I was a sensible 17 year old and had to be home by 10pm. All hell broke loose if I was even five minutes late.

Starryskiesinthesky · 15/04/2022 08:44

My son is 17 and we don't have a curfew. He says if he will be late (which can be 5am) and texts when he gets in.

Scottishnewmum · 15/04/2022 09:50

Gosh, when I was 17 and 6 months, I was living in halls of residence at uni! If say she's an adult and a curfew is infantilising, but I'm guessing I'll be in the minority here

hopperrock · 15/04/2022 10:22

No curfew for ours in the holidays either for DS (18) or even for DD (nearly 16). They both tell us what their plans are, let us know where they are and are good at responding to my "are you still alive?" texts. DD is never out and about on her own and we do a lot of late night lifts home for her and her friends. It's scary but the elder one is off to uni in a few months 🤞 so I'd rather he learned all this stuff now with his friends in our quiet little town than with people he doesn't really know in his big uni city.

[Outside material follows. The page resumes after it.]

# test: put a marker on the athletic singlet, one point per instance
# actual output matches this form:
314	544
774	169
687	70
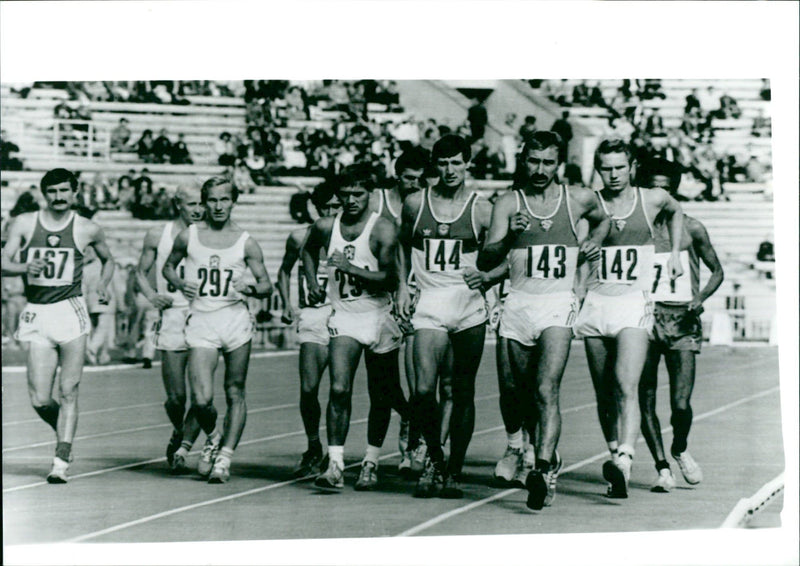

School nights would be different, but neither of them ever suggest staying out late when they have school the next day.

BigSandyBalls2015 · 15/04/2022 10:28

When mine was 17 she rarely went out before 10/10.30. Pre drinks at ours with friends. No curfew at that age, just asked her to let us know if she was staying over at friends and wasn’t expected home.

Bouledeneige · 15/04/2022 13:40

I never had a curfew for my two (now at uni). I just asked them to let me know when they were coming home by text. I only picked them up rarely (usually when they'd drunk too much) as we live in a safe area in London and they were usually walking back with friends.